A super healthy and delicious twist on green curry noodles. Prep the squash ahead of time to make this a weeknight-friendly dinner.
- 2 small spaghetti squash
- 2 tablespoons neutral oil, divided
- 1 small onion, diced
- 4 garlic cloves, grated
- 2-inches ginger, grated
- 3 tablespoons green curry paste
- 1 can full-fat coconut milk
- 1/2 cup water or vegetable stock
- 1 cup frozen peas and carrots
- 2 cups baby spinach
- 1 teaspoon soy sauce or coconut aminos
- 2 teaspoons rice vinegar
- 1 teaspoon sugar (optional)
- Preheat oven to 400.
- Carefully cut each spaghetti squash in half width-wise so you have two little bowls. Cut a tiny bit off each end as well so they each stand up perfectly. Scoop out all the seeds and stringy stuff.

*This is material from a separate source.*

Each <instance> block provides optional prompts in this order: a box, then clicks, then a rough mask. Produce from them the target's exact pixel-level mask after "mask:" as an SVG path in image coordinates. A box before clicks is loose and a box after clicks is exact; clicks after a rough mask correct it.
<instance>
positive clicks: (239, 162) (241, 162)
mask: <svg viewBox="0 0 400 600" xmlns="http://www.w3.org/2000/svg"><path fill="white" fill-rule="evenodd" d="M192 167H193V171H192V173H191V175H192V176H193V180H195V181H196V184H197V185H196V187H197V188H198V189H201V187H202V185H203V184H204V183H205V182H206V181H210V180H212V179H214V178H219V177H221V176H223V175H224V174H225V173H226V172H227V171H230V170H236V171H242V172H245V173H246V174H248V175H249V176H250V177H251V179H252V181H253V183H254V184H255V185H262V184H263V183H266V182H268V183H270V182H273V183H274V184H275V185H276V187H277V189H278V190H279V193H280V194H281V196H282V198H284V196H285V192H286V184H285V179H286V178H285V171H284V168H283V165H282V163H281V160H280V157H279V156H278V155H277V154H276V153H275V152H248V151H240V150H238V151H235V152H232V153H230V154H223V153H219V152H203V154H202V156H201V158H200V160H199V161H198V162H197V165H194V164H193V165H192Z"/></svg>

- Drizzle squash with 1 tablespoon of oil and sprinkle with salt and pepper. Arrange cut side down on a foil-lined baking sheet and roast for 45 minutes to an hour or until squash is tender.
- While squash roasts, heat remaining oil in a medium-sized pot over medium heat. Add 1 small diced onion and saute for about 5 minutes or until onion starts to turn a light brown.

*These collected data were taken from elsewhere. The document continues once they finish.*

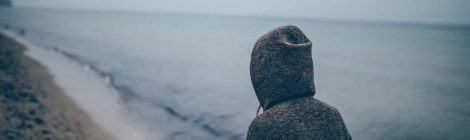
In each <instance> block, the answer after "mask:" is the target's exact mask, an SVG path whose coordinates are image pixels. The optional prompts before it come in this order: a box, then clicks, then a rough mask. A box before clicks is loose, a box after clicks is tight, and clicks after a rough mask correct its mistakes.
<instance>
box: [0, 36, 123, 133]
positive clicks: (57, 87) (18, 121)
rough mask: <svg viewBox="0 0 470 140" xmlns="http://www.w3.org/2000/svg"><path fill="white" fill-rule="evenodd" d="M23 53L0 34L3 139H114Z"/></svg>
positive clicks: (20, 47)
mask: <svg viewBox="0 0 470 140" xmlns="http://www.w3.org/2000/svg"><path fill="white" fill-rule="evenodd" d="M24 51H25V47H24V46H22V45H20V44H18V43H17V42H15V41H13V40H11V39H9V38H7V37H5V36H4V35H2V34H0V139H9V140H16V139H67V140H77V139H78V140H83V139H91V140H95V139H96V140H108V139H114V138H113V137H112V136H111V135H110V134H109V133H108V132H107V131H105V130H104V129H102V128H101V127H100V126H98V125H97V124H96V123H95V122H94V121H93V120H92V119H91V118H90V116H89V115H88V114H87V113H86V112H84V111H83V110H82V109H81V108H80V107H79V106H78V105H77V104H76V103H75V102H74V101H73V100H72V99H71V98H70V97H68V96H67V95H66V94H65V92H64V90H63V89H61V88H60V87H58V86H57V84H56V83H55V81H54V77H53V76H52V75H51V74H50V73H49V72H48V70H47V68H45V67H44V66H42V65H41V64H40V63H38V62H37V61H35V60H33V59H31V58H29V57H28V56H25V55H23V52H24Z"/></svg>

- Add 4 cloves grated garlic, 2-inche grated ginger and 3 tablespoons curry paste and cook, stirring constantly, for another 2 minutes. You want the paste to deepen in color.
- Pour in 1 can coconut milk and 1/2 cup water/vegetable stock and stir to combine. Bring to a boil, reduce heat and let simmer for 5 minutes.

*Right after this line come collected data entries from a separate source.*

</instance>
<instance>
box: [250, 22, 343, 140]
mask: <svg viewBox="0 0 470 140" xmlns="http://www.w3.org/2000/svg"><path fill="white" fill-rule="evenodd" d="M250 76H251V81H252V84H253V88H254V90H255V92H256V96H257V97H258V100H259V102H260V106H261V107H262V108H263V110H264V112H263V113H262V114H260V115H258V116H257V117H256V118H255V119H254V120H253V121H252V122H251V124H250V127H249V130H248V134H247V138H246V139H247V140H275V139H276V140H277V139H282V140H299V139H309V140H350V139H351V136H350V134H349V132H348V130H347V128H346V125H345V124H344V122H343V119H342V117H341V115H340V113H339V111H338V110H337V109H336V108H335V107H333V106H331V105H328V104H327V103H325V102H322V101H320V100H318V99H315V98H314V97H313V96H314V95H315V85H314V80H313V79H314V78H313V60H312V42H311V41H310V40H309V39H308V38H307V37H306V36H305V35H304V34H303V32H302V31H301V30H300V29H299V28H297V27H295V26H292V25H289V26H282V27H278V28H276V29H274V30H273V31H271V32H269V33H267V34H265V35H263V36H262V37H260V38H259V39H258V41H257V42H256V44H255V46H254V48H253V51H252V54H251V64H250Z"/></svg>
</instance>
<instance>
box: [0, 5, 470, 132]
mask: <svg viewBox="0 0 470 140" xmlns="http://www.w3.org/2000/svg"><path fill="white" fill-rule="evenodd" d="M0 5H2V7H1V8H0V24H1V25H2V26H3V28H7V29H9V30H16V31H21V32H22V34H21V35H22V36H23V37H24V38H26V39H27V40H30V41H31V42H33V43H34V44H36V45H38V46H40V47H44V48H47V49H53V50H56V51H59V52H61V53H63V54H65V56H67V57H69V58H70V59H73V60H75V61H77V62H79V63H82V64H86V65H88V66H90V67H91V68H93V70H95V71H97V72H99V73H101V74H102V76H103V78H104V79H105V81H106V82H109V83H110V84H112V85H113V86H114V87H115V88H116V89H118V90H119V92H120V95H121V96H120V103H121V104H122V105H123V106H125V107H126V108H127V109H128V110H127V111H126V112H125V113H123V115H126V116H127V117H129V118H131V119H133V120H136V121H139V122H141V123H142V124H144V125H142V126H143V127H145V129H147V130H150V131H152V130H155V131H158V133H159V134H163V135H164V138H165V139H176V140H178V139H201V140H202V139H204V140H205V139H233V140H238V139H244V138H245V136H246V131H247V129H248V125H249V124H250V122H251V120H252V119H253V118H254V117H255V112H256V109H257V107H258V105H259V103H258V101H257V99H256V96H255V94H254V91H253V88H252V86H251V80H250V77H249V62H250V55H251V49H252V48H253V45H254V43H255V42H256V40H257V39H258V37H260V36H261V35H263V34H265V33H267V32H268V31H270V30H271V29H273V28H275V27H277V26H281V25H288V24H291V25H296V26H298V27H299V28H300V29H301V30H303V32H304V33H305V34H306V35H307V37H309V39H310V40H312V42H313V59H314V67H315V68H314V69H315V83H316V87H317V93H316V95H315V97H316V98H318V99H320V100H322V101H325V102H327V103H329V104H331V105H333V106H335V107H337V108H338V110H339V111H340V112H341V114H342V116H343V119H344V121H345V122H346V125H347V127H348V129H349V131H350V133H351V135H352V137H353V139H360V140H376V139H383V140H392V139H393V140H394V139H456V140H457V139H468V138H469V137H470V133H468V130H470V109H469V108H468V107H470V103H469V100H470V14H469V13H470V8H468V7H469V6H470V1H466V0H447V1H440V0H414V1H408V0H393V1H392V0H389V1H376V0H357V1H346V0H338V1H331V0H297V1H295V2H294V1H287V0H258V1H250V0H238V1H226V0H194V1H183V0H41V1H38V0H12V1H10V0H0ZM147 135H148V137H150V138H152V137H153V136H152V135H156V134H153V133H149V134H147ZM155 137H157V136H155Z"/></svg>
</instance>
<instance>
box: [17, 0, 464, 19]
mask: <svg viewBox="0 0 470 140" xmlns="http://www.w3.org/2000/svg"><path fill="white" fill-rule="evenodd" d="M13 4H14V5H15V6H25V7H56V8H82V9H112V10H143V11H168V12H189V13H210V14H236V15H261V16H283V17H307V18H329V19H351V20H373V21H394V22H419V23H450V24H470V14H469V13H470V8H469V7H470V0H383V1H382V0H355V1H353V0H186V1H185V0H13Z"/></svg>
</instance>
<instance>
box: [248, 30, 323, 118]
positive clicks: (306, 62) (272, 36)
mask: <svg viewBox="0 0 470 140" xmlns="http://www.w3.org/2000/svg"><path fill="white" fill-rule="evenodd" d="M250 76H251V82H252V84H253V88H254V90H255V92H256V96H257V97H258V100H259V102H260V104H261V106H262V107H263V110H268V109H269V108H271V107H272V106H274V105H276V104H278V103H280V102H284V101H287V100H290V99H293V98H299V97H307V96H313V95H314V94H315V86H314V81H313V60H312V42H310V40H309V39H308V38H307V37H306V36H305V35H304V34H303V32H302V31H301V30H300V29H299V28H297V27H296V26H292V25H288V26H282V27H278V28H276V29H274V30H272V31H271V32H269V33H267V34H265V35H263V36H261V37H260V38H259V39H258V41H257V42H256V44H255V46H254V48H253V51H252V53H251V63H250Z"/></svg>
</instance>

- Add 1 cup frozen peas and carrots and 2 cups roughly chopped baby spinach and let cook for another minute to warm through.
- Turn off heat and add 1 teaspoon soy sauce, 2 teaspoons rice vinegar and 1 teaspoon sugar. Cover and set aside.
- Once squash is done roasting, let cool for a few minutes and then use a fork to create “spaghetti strands.”
- To serve, you can do one of two things:
- Add all the squash strands to curry and mix to combine. Divide among all the “bowls” and enjoy!
- Keep strands in squash and pour curry over. Let sit for a minute to allow the curry to soak in a bit (to make it easier to eat).
You can prep the squash ahead of time and keep in the fridge until ready to eat. Just warm it up in a 350 degree oven while you make the curry and proceed with the recipe as normal! Doing this makes it PERFECT for meal prep and means you’ll have dinner on the table in like 20 minutes.
You guys know I love me a curry dish. I started this little vegetarian series with one (which you guys are loving by the way!! Love seeing your recreations on Instagram!), and now we’re three weeks in and I’m honestly surprised there hasn’t been 15 more.
But hey. Better late than never, right?
This fun recipe came to be when I found myself with a weird amount of spaghetti squash.
What’s a weird amount of spaghetti squash, you ask?
Basically more than 1. I just don’t eat them that much, even though I do like it just fine (I maybe even love it a little?)!
Rice is my normal go-to with curries, but I know many people love to eat one with noodles and I thought it would be fun to try this uber healthy version.
The curry itself is SO easy. Stupid easy. Like, there-is-no-way-it-comes-together-that-quickly easy. To make this super super weeknight friendly, I use a mix of frozen carrots and peas as the main vegetables here. But don’t you dare let that stop you from adding your favorite vegetables here! Cauliflower, broccoli, potatoes (of any variety!) all work here. My only tip is to cut them on the smaller side and just simmer until they’re all cooked through.
If you want to be a little extra, you can use the spaghetti squash halves as little bowls (so cute!) and just pour the curry in after you’ve raked through it to ge those strands of squash.
If you don’t care about posting photos of your food on the internet, just mix it all up and serve it in a bowl. It’s all good. So good!